One of the biggest payroll shifts in recent years has been the rise of “on-demand pay,” also often referred to as “earned wage access.” Access to earned wages programs, which are based on the principle that workers should have access to their wages as they earn them, rather than when it is convenient for employers to manage the payroll, have fundamentally changed the way workers understand and interact with their own earned wages. Instead of a “black box” amount of money deposited into their bank accounts every two or four weeks, workers can now have access to a net or “net” pay balance individually calculated on the day, sometimes the hour , where they earn it. They can monitor this asset to manage their financial obligations, become more informed financial consumers, savers, and investors, and they can easily access their earned wages from any account they choose.

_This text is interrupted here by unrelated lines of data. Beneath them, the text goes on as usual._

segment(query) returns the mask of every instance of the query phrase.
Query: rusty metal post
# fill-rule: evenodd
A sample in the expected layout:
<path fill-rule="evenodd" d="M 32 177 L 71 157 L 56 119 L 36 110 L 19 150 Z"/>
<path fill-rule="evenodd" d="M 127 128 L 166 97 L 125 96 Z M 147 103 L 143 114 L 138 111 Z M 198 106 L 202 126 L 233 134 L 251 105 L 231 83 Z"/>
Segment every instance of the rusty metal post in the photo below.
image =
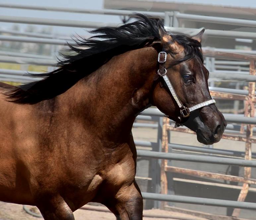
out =
<path fill-rule="evenodd" d="M 250 74 L 255 75 L 255 60 L 251 60 L 250 62 Z M 254 117 L 255 108 L 254 103 L 253 101 L 255 92 L 255 83 L 249 83 L 249 100 L 246 101 L 245 109 L 244 112 L 245 116 L 247 117 Z M 249 141 L 250 139 L 252 136 L 253 125 L 247 125 L 246 131 L 246 141 L 245 142 L 245 152 L 244 157 L 245 160 L 252 159 L 251 143 Z M 250 167 L 244 167 L 244 177 L 246 179 L 251 178 L 251 168 Z M 249 185 L 247 183 L 244 183 L 238 197 L 237 201 L 244 202 L 248 193 Z M 235 208 L 234 209 L 232 216 L 237 217 L 240 213 L 241 209 Z"/>
<path fill-rule="evenodd" d="M 169 119 L 167 118 L 163 119 L 162 139 L 162 152 L 168 152 L 168 138 L 167 125 L 169 123 Z M 167 177 L 165 171 L 165 167 L 167 165 L 167 161 L 162 160 L 161 163 L 161 193 L 167 194 L 168 193 Z M 161 202 L 160 207 L 164 209 L 167 204 L 166 202 Z"/>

One of the challenges of EWA is that it takes money to move money, so historically the only business model that could enable a “no-fee” EWA program was to require the salary of a worker is transferred to a prescribed card or to a specific card. captive account or program, as this allows the EWA provider to receive a share of the interchange (the fee merchants pay each time a consumer uses a debit or credit card) generated by that account, and charge d ‘other fees via card management or account processing. This model offers workers a choice and provides a cost-free method to access earned wages when needed. As such, these models have significant potential benefits for many workers, but they place restrictions on consumer choice about where and how to bank.
Importantly, federal regulators have suggested that EWA programs should also allow choice of where funds go. Forcing funds into a captive card or account seems to go against this principle of choice. Regulators seem to value free (or low-cost) financial services, and choice of destination, respecting existing financial relationships and minimizing the risk of workers becoming unbanked.
In this context, there are now two new ways for workers to access their own compensation free of charge. One is a general purpose reloadable card and app that gives users instant access to earned wages at no cost, provided they work for an employer offering the EWA platform and update their direct deposit. until Friday.
Additionally, DailyPay also recently announced that its users now have the option to access their earned but unpaid earnings at no cost when using the 1-3 business day transfer option (via ACH). The universal and free EWA – without cards or captive accounts – is a significant advancement in the EWA space, as it gives users free access to their earned wages without restricting their choice of bank or card account.
We have previously written about the growing evidence that EWA has enabled workers to move away from expensive jobs. payday loans and overdraft fees, and the introduction of these new EWA options at no cost to the market can only improve the benefits for consumers. Workers now have a free method to get their wages instantly, and a no-cost method to get earned wages into an account of their choice, all under one roof.
 See how the CFPB discusses whether providers “provide EWA funds into an account of the employee’s choice”, online at consumerfinance.gov.